Simple numeric scrape without regex

digits = []
for ch in s:
    if ch.isdigit():
        digits.append(ch)
    elif digits:
        break
num = int("".join(digits)) if digits else None

Common pitfalls (and fixes)

Forgetting raw strings: write r"\bword\b", not "\\bword\\b".
Greedy vs. lazy: ".*" will eat too much; prefer ".*?" when you mean “shortest.”
Using match() when you meant search(): match() is anchored at start.
Whole-string validation: use fullmatch() (not ^...$ plus search()—just use the right API).
Reusing patterns in loops: pat = re.compile(r"...") for speed and clarity.
Escaping user input: wrap with re.escape() before mixing into patterns.

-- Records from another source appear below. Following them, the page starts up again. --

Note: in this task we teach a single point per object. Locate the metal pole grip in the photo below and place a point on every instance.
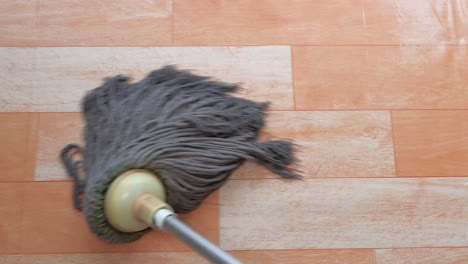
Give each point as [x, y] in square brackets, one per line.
[171, 224]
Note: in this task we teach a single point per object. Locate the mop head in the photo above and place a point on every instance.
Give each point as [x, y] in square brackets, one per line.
[186, 129]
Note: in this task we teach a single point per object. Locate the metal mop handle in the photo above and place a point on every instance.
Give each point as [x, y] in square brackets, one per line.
[166, 220]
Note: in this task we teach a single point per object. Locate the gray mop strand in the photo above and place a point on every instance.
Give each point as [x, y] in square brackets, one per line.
[186, 129]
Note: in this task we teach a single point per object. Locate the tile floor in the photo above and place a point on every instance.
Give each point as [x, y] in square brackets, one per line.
[374, 92]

Minimal “toolbelt” you’ll rely on

search, fullmatch, finditer, sub, split, compile
\d \w \s, sets [...], quantifiers {m,n}, groups (), named groups (?P<name>...)
Flags: IGNORECASE, MULTILINE, DOTALL, VERBOSE
Raw strings r""

With these, you can handle almost every python regex task you’ll meet as a beginner—while still choosing the simpler Pythonic alternative when it’s clearer.

If you want, give me a couple of your recurring text tasks and I’ll provide both versions: a clean non-regex approach and a compact regex version.

When Should You Use Regex in Python

Most of the time you should skip using regex in Python for small, one-off text (string) jobs. The runtime difference is noise; readability dominates.

Here’s a crisp way to think about it.

When to Typically Avoid Regex in Python

Prefer built-ins because they’re faster to read and harder to get subtly wrong:

Trim stuff → str.strip, str.removeprefix, str.removesuffix
Split and iterate → str.split, str.splitlines
Cut around a token → str.partition / rpartition
Simple find → str.find / str.index
Replace → str.replace
Keep/drop last/first N → slicing s[:-5], s[-5:]
Normalize whitespace → ' '.join(s.split())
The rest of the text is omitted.